ゆたかとまさきは、工事現場に到着すると、すぐに異変に気づく。
重機のそばに数人の作業員が倒れている。
「なんだ……こりゃ」
額に手を当てると、汗がべたつく。体温計が示すのは、異常な高熱。
「昨日の子どもと同じだ……」ゆたかは低く呟く。
作業員たちはうめき声をあげ、口々に意味不明な言葉を漏らす。
「…し、地下が…怒ってる…」
「…手を…出すな…」
まさきは眉を寄せる。
「幻覚じゃない、これは……霊の影響だ」
地面を指差すと、土がところどころ不自然に湿っていた。
雨は降っていないのに、湿気がまるで地下から染み出しているようだ。
「匂いもおかしい……」まさきが顔をしかめる。
土の匂いの中に、どこか鉄と腐った匂いが混じる。
その匂いは、ゆたかの記憶を一瞬で過去に引き戻した。
——昭和の時代。

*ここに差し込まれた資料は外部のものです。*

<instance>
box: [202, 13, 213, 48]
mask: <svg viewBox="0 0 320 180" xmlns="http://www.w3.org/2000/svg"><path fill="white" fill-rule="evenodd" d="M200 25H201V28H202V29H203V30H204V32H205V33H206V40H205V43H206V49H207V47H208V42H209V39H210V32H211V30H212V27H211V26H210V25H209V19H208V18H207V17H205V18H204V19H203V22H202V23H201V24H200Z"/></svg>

借金の踏み倒しに怒った村人たちに殺され、土の中に埋められた男の存在。
「…この場所だな、根っこは」
ゆたかは低く呟くと、重機の向こう側に視線を走らせた。
コン……コン……
再び、音。
昨日と同じ、地面の下から響く音。
重さとリズムを持った打撃音。
だが、今回ははっきりと複数の地点から聞こえる。
「増えてる…」ゆたかが息を吐く。
音の方向に向かって歩く二人。
地面が微かに振動している。
歩くたび、土の中から低い呻きが響く。
「おかしい……動いてる……?」まさきが呟く。
突然、作業員の一人が飛び上がった。
「うわあああ!」
彼の目が虚ろになり、声が裏返る。
「——地の下が、怒っている……」
手を伸ばして何かに触れようとするが、空振り。
まるで見えない何かに操られているようだった。
ゆたかは素早く間合いを取り、陰陽術の呪符を取り出す。
紙に書かれた神符が風に揺れると、作業員の苦しみが少し和らぐ。
だが、完全に止めることはできない。
コン……コン……
地面の奥から、さらに音が増えていく。
音は、低く、規則的で、人の手で叩かれているような不気味さだ。
「……まだ、完全に目覚めてはいない」ゆたかは小さくつぶやく。
「でも確実に怒ってる……そして広がってる」
二人は視線を交わす。
目の前の現場は、ただの工事現場ではない。
地下に眠る怨念が、村ごと覆い始めていた。
背後の山の方で、カラスが一羽、長く鳴く。
その鳴き声が、いつもより人間の声に近く聞こえた。
ゆたかはふと、背筋が凍る感覚に襲われた。
——これは、単なる過去の怨霊の怒りではない。
——もっと大きな、黒い何かが関わっている。